Henry Osborne Havemeyer—known as Harry—was born into a wealthy family and became a powerful American entrepreneur. After having inherited from his father a thriving sugar refinery business established in 1807 in New York, he expanded its entities with assistance from his brother Theodore Havemeyer. In 1891 he founded the American Sugar Refining Company and was chosen as its president. His companies controlled sugar refining in the United States at the time of his death. Havemeyer had a strong personality and enjoyed leadership and control. He was also president of the Long Island Railroad (from 1875 to 1876) as well as the American Coffee Company. Harry divorced his first wife, Mary Louise Elder, and married her niece Louisine Elder in 1883. He and his second wife had three children: Adaline, Horace, and Electra. The Havemeyers have become known as two generations of great art collectors who figure among the major donors to the Met.
The Havemeyer collection gift remains one of the most noteworthy in the Metropolitan. It enriches nearly every department of the Museum. Of more than 4,500 artworks they gave, 150 are Islamic. Their collecting taste followed an avant-garde path. Aside from Old Master paintings, in the 1870s they began buying then-unappreciated Impressionist works, as well as Far Eastern art. Probably in the 1880s, Harry developed an interest in Islamic art. He was later followed by Louisine and their son Horace. Key figures who might have inspired the Havemeyers in this direction were Edward C. Moore, Louis Comfort Tiffany, and landscape artist Samuel Colman, who were all designers inspired by Oriental art and working for Henry and Louisine. (When Harry married Louisine, he commissioned Moore to design a silver flatware service for her. This service was made in Moore's Japanese style and shows the Havemeyers' taste and interest in exotic design.) Although the Havemeyers liked to travel and meet contemporary artists in Europe, they relied on intermediaries when collecting Islamic art. Their strong collection of ceramics from Raqqa in Syria and Kashan in Iran was mainly built upon the advice of Dikran Kelekian, a dealer, consultant, and friend.
Kelekian was an Armenian art dealer from Kayseri, Turkey, who had established galleries in New York City (ca. 1895), Paris, and Cairo. He was one of the key figures in Islamic art collecting in America and Europe, and very influential among his clientele. Kelekian originally came to the United States for the World Columbian Exposition in Chicago (1893). Here he met the American painter Mary Cassatt. They became lifelong friends. Mary introduced Dikran to American collectors, among them her close friend Louisine Havemeyer.
By the end of the 1880s the Havemeyer family had three children, and their art collection had significantly increased. Hence they decided to leave their first residence—a modest brownstone townhouse at 34 East 36th Street, across the street from their affluent neighbor J. Pierpont Morgan—and moved north to 1 East 66th Street at Fifth Avenue, where by 1890 the construction of the Havemeyer residence in the Romanesque Revival style had begun.

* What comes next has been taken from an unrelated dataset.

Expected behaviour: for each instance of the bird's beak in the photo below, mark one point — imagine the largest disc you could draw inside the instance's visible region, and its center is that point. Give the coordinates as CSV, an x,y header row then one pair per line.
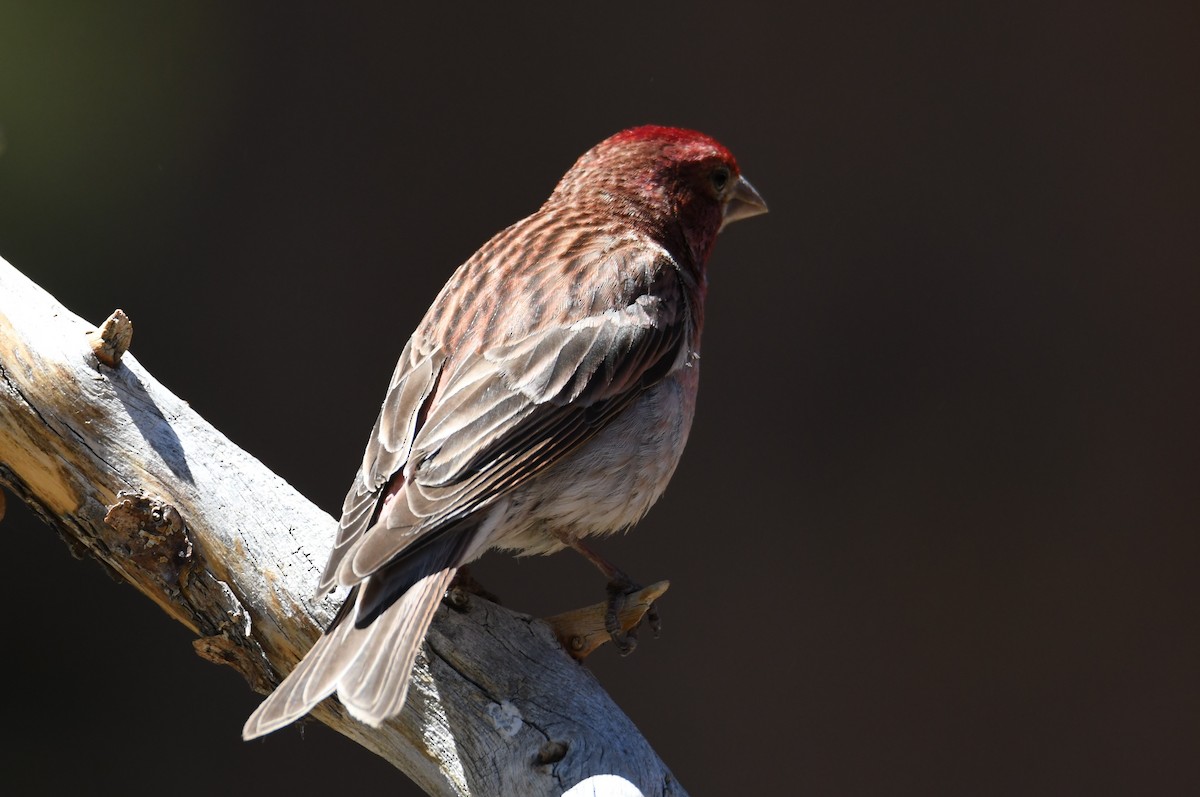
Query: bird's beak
x,y
743,203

If the Havemeyer house was in a conservative style on the outside, its inside was a real experiment in the realm of interior decoration. It was designed by Tiffany and Colman, who were both vividly inspired by the arts of the Far East and the Islamic world, which they incorporated in their style and also collected. It was Colman who motivated Harry to purchase Japanese art for the first time during his visit to the 1876 Centennial Exhibition in Philadelphia. Hence the rooms were made with a profusion of patterns, unusual materials, a preference for exotic motifs with an Indian, Islamic, or Japanese taste, and a concern for the display of the collections of "decorative" objects.